Definition: Strategic Human Resource Management SHRM
Strategic Human Resource Management SHRM is defined as alignment of strategic business goals of the organization with human resources, so as to foster innovation and improve motivation, satisfaction, productivity, and eventually overall performance. Strategic HRM is a relatively new term, which differentiates itself from traditional HRM which was just merely an organizational function.
Since the last twenty years or so, there was an increasing fear of HR being secluded from business goals and as a separate part of the organizations. There was an increasing need felt across sectors of HR playing a vital role in improving productivity in organizations to achieve a competitive edge. So, strategic HRM came into existence.
The primary goal of strategic Human Resource Management is to solve business objectives or obstacles that may not occur within the direct purview of HRM. This has to be done through effective HRM itself. So it is basically tuning of HRM to suit business objectives.
For strategic HRM, there must be effective cooperation between the top management and the HR head.
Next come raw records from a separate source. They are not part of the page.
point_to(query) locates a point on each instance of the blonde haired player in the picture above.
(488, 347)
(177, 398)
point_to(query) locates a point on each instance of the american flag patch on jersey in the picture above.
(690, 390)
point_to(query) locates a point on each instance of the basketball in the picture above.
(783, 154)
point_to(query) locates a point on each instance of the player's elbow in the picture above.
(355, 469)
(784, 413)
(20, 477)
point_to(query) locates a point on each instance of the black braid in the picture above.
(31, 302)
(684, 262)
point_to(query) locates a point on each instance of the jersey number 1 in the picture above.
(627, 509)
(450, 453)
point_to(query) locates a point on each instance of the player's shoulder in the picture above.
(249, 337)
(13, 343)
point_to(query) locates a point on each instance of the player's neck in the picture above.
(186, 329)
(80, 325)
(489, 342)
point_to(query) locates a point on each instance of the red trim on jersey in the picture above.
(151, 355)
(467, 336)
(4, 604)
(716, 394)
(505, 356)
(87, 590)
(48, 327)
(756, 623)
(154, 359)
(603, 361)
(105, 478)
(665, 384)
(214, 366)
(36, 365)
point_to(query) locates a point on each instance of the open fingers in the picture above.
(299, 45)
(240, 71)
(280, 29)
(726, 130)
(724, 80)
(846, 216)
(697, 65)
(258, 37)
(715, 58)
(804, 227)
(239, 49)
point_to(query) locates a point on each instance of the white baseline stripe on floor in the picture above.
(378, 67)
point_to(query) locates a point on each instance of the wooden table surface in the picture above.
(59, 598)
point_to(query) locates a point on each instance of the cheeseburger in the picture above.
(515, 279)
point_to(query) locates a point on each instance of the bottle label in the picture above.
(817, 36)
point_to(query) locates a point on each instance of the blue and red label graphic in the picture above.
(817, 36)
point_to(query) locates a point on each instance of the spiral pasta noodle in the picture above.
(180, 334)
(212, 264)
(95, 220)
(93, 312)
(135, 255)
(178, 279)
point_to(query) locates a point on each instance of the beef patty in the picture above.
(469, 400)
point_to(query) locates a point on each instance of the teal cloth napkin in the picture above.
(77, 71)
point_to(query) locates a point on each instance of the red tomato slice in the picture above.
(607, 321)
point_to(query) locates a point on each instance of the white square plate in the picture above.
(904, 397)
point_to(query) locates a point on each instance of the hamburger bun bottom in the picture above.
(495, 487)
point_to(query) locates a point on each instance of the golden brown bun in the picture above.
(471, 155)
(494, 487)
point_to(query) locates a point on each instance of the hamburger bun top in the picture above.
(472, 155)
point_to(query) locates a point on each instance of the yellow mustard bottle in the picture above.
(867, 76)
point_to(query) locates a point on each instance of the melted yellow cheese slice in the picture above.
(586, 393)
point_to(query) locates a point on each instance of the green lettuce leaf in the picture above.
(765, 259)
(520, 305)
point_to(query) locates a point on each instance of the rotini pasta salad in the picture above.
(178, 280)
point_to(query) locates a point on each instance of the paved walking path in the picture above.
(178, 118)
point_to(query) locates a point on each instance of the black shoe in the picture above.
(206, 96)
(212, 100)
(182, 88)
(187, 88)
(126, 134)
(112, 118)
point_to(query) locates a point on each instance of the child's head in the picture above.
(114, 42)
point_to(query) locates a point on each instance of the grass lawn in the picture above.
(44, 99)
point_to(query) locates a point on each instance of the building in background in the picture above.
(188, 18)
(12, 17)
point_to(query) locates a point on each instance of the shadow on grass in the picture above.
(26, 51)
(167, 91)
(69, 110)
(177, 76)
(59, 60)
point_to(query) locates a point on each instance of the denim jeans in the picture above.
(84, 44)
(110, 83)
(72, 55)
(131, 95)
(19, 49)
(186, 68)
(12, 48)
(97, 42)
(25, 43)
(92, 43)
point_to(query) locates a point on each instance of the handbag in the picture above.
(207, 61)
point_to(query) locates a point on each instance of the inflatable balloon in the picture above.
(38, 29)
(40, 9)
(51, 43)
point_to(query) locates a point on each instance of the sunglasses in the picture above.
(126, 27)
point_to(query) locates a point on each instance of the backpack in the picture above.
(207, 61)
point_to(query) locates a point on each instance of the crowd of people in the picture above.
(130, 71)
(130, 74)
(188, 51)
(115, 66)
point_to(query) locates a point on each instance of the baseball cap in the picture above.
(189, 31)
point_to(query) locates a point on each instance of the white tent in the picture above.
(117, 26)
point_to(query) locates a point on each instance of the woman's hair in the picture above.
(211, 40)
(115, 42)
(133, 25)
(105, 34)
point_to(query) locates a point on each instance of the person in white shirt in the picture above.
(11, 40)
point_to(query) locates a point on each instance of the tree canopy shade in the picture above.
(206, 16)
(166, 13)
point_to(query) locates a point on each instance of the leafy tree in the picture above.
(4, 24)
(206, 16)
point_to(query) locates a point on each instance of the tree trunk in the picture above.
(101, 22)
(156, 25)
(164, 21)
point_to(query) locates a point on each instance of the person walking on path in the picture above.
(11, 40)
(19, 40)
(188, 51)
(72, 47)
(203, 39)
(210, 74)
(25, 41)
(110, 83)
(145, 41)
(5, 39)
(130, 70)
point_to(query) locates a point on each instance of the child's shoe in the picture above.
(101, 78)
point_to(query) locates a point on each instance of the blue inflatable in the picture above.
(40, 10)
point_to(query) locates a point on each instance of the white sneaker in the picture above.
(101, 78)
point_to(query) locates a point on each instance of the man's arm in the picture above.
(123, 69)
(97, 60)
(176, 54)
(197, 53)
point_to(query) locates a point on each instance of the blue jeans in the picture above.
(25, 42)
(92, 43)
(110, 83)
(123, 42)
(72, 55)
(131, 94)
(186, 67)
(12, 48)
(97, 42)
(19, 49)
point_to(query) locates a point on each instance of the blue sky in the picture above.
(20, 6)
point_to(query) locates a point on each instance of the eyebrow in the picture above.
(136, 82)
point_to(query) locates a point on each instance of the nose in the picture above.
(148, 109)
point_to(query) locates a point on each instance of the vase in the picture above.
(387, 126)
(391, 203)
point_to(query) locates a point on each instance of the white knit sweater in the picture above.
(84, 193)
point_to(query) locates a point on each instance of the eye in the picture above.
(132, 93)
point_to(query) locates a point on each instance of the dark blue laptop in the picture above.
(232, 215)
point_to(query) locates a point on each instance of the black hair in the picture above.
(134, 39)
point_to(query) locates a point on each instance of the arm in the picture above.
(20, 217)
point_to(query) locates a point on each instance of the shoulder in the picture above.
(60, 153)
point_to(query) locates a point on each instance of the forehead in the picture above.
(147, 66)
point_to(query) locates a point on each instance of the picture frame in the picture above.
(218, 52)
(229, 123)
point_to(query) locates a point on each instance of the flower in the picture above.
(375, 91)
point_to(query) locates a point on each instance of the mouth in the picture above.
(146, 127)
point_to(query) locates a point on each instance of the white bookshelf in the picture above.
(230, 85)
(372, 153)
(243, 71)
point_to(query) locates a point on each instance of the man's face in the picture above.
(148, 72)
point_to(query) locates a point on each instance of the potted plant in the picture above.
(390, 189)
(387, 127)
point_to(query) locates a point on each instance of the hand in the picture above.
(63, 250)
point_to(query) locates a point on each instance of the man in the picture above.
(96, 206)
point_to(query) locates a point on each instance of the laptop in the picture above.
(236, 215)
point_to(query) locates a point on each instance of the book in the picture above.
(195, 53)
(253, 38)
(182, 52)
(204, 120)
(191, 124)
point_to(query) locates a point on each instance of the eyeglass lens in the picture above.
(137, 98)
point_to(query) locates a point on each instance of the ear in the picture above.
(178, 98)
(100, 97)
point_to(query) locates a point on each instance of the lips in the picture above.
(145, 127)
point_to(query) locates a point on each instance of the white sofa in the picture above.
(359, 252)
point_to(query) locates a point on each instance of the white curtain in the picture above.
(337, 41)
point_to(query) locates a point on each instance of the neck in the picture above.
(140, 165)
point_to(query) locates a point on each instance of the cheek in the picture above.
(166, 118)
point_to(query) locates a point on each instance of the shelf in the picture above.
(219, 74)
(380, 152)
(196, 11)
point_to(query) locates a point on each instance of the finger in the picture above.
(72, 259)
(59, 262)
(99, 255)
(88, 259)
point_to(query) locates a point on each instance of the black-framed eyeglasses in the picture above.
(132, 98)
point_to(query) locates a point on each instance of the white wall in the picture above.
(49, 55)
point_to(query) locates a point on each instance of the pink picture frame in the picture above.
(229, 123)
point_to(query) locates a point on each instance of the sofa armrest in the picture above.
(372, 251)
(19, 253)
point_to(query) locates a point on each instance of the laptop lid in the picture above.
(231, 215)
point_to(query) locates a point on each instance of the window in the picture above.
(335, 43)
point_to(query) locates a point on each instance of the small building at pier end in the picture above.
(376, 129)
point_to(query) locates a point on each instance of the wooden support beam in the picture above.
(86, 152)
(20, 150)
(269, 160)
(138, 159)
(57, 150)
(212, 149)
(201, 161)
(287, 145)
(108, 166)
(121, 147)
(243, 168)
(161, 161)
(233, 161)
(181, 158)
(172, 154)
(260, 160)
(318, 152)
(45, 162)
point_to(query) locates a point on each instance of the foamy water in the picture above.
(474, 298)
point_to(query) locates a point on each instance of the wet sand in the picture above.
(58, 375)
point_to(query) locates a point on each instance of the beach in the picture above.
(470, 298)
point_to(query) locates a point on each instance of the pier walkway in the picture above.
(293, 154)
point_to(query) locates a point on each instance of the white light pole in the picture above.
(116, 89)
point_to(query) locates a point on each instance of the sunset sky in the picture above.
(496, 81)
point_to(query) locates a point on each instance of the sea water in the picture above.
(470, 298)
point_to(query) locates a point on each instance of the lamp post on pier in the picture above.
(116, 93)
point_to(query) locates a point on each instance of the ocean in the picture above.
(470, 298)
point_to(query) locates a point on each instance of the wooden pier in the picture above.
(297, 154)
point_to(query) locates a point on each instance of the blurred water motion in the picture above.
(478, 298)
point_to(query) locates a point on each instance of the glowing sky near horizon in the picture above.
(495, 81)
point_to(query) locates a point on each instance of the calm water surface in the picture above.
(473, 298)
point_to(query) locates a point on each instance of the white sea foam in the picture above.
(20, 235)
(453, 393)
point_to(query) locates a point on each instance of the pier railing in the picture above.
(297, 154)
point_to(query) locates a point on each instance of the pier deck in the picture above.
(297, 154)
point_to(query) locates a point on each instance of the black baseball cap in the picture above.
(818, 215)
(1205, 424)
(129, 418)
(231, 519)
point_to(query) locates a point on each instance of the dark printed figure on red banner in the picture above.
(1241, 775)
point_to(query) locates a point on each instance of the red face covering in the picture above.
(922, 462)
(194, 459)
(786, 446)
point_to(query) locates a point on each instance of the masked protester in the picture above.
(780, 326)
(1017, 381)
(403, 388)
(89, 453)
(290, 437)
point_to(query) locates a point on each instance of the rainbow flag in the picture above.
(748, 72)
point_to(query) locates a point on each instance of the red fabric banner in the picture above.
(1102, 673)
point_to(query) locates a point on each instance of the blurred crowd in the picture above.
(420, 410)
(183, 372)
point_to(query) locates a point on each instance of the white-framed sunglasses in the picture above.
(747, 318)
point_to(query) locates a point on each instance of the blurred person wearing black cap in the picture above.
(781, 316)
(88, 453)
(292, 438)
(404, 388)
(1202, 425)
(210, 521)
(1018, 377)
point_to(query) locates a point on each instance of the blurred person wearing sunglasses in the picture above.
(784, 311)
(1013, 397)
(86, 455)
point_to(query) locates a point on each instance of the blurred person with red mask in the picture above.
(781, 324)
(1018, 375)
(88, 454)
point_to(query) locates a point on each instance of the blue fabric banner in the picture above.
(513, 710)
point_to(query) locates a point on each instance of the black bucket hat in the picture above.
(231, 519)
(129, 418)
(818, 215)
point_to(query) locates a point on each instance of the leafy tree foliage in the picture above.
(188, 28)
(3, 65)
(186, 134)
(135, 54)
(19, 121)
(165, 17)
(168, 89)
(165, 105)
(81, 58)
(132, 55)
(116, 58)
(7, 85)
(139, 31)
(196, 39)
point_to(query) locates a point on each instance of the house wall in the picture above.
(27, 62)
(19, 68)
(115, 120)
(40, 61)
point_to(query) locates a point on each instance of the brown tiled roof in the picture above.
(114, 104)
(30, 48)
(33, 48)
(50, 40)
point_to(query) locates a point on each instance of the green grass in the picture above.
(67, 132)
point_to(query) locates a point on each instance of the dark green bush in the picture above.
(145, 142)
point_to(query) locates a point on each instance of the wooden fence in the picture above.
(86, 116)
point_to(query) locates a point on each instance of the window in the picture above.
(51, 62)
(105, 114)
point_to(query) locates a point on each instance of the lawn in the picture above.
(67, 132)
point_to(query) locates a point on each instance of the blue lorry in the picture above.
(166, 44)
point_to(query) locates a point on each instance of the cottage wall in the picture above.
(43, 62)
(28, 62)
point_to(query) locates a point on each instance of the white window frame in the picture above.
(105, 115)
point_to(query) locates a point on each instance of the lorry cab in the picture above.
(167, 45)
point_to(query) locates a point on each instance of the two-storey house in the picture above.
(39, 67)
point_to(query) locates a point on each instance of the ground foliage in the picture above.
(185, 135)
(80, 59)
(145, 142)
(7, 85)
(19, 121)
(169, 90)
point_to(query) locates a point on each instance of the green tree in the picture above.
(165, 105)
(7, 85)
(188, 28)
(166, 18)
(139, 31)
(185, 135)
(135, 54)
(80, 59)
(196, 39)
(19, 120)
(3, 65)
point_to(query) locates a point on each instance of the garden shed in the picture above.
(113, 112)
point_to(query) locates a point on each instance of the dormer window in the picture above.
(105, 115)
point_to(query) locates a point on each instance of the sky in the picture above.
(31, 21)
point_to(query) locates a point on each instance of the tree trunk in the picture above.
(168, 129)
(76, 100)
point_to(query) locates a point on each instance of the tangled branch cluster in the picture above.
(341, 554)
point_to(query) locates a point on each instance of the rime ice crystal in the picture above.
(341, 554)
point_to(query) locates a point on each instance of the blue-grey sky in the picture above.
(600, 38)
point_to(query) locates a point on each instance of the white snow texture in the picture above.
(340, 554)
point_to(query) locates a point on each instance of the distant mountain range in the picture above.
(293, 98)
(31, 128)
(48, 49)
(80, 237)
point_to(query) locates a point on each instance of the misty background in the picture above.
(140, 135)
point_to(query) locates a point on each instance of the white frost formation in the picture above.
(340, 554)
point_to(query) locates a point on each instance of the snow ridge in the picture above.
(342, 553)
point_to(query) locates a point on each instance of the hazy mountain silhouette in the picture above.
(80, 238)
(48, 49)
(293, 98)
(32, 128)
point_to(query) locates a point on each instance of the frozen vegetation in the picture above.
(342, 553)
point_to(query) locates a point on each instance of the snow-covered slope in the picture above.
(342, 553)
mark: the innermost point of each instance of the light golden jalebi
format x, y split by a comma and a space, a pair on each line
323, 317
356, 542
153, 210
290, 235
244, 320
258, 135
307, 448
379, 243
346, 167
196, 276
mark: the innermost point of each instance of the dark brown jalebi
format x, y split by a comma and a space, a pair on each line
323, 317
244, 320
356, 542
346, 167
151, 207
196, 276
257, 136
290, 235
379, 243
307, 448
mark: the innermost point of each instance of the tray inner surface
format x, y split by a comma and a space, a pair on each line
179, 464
Some of the challenges faced in modern day HRM are as follows:
- Cross cultural issues and interaction
- Changing ownership due to increased M & A
- Rapidly changing business environments
- Technological advancements
Samson Enterprises through strategic HR initiatives started recruiting people with good communication skills along with technological prowess, due to the increase in number of client calls, so that client solutions could be effectively dealt with by the team.
The pillars for SHRM are:
a) Humans are not just resources but they are an asset to an organization, which should provide a competitive edge to the organization.
b) It’s the people within the organization who actually implement such change.
c) Every change is achievable only through a proper planning followed by execution with respect tpo the organizational needs and objectives.
d) The main aim of strategic HRM is to concentrate on the ways through which the firm can take an edge over its competitors.
e) According to Hendry and Pettigrew, SHRM has four different meanings, mainly:
- Making use of planning.
- Designing and managing people via a coherent approach.
- Developing systems which are based on employment policy and workforce strategy.
- Bringing out coordination between HR activities and other policies into developing business strategy.
- Considering people as resources and achieving competitive edge by making the best of them.
Roles of SHRM
The main aim of strategic HRM is to address issues related to organizational culture, structure, effectiveness, resource matching, and performance. It involves developing the process capabilities as well as managing the human capital effectively. The approaches used in strategic HRM can be categorized into 5 categories mainly:
1. Resource based Strategy: Addresses issues wherein the strategic capabilities of the firm can be increased.
2. High Commitment Management: By enhancing the mutual commitment between the managers and their employees.
3. High Involvement Management: Treating employees as their partners in the business.
4. High Performance Management: Improves the performance of the firm by focusing on improving the productivity, growth and profitability rate of its people.
5. Achieving Strategic Fit: Integration of human capital and resources is necessary for smooth and profitable operation of business.